If you're busy with work, i really would suggest just taking lessons or helping out a stables instead. Unless you feel you can commit full time to another share agreement? There are plenty of people out there, and you might find a horse you can really connect with. You never know if you contacted a riding school, they may allow you to 'share' a school horse to give that school horse a break from normal school life. Sometimes it can be really beneficial for a riding school horse to do something a bit different than teach. And just go for a mooch around the country or have a play in a school, rather than just doing around and around. You could really make a horse's life better, and also not have the expensive commitment you have now. 

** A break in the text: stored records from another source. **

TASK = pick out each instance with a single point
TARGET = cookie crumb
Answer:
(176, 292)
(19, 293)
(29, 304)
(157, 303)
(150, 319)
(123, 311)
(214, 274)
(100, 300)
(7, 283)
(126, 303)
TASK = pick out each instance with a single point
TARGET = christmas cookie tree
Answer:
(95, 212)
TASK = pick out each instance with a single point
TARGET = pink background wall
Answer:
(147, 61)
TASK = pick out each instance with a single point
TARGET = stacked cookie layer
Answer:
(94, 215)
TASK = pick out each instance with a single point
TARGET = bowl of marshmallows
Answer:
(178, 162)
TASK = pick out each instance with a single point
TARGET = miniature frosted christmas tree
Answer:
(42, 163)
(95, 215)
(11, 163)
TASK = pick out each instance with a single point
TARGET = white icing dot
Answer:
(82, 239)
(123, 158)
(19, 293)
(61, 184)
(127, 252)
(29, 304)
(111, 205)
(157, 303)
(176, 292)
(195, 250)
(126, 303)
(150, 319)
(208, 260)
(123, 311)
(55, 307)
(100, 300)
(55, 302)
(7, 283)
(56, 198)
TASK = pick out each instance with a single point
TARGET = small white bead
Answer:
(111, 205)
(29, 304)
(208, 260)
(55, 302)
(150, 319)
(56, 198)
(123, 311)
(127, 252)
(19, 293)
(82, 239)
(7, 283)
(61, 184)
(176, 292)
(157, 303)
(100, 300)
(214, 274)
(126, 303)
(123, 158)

And i really wouldn't feel bad about it, as i'm pretty sure this woman will get a wake up call when you leave if she struggles to find sharers that are willing to pay as much into it as you do. But if i moved that far away, i wouldn't of expected a sharer to carry on sharing if i moved so far they had to drive over an hour >.<


----------



## C L F (Feb 28, 2018)

JLML said:


> Hello all. I'm new here and have joined to discuss a horsey matter because I have no horsey friend as such.
> 
> I'm currently sharing an OTT TB, the owner has two and I ride the least experienced in terms of retraining. We've had an agreement for about 4yrs now.
> 
> ...


Of course you're not being unfair, you have to put yourself first, I would untangle your self from this situation and to build your confidence I would have a few lessons at a very good riding school, then when you feel a little more confident you could look for horse share that is is in your favour, £500 is a lot of outlay when you're not feeling as though you're fully engaged with the horse, hope this helps, I hope you find the right horse in the future and never give up on the possibility of owning your own horse in the future.


----------



## Guest (Dec 3, 2018)

Just browsing.... How did you get on in the lesson? Did you give up this horse, I'm curious?


----------